Terry Stutzman, president of the cemetery’s governing board, said several steps remain before actual construction begins, but the committee hopes to start construction this summer.

“We have a number of things we have to work out before we can do anything like sell them, but anyone interested can contact me or Annette Holder, and we will put your name on a list and keep you apprised as we move forward. We have no idea what the costs will be or anything like that. There would be no binding commitment, of course, but we can work to keep you in the loop,” Stutzman said.

Also, at its meeting on Wednesday, the preservation commission approved the plans of Michael and Kimberly Burkley to construct a house at 14 Ravenna Lane. The request had been tabled at the commission’s last meeting because details, like construction materials and some measurements, were not included in the Burkleys’ application.
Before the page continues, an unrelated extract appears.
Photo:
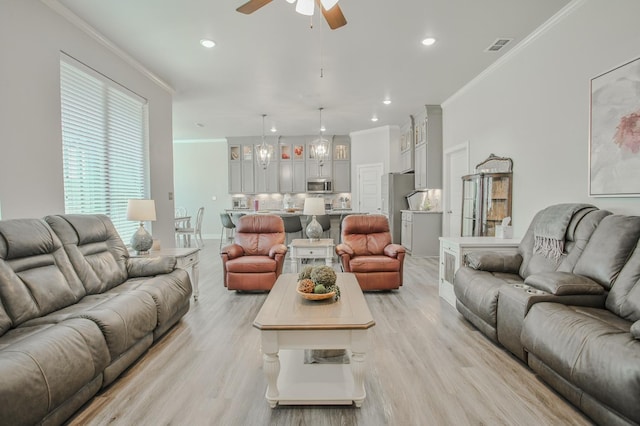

The site of the home had been a point of contention among neighbors in the South Union Street area. It is being built on property that once belonged to the historic home Ravenna and now the owners of three existing houses. Eventually, the Burkley will need to use a gravel road that runs through the current owner of Ravenna’s property to reach them.

The issue has been festering since 1967. However, attorneys representing some owners on South Union Street, Ravenna, and the Burkleys reported they are close to inking an agreement at the Wednesday meeting.

The preservation commission members noted that is no concern of theirs. Their decision was based solely on plans for the Burkley’s new house.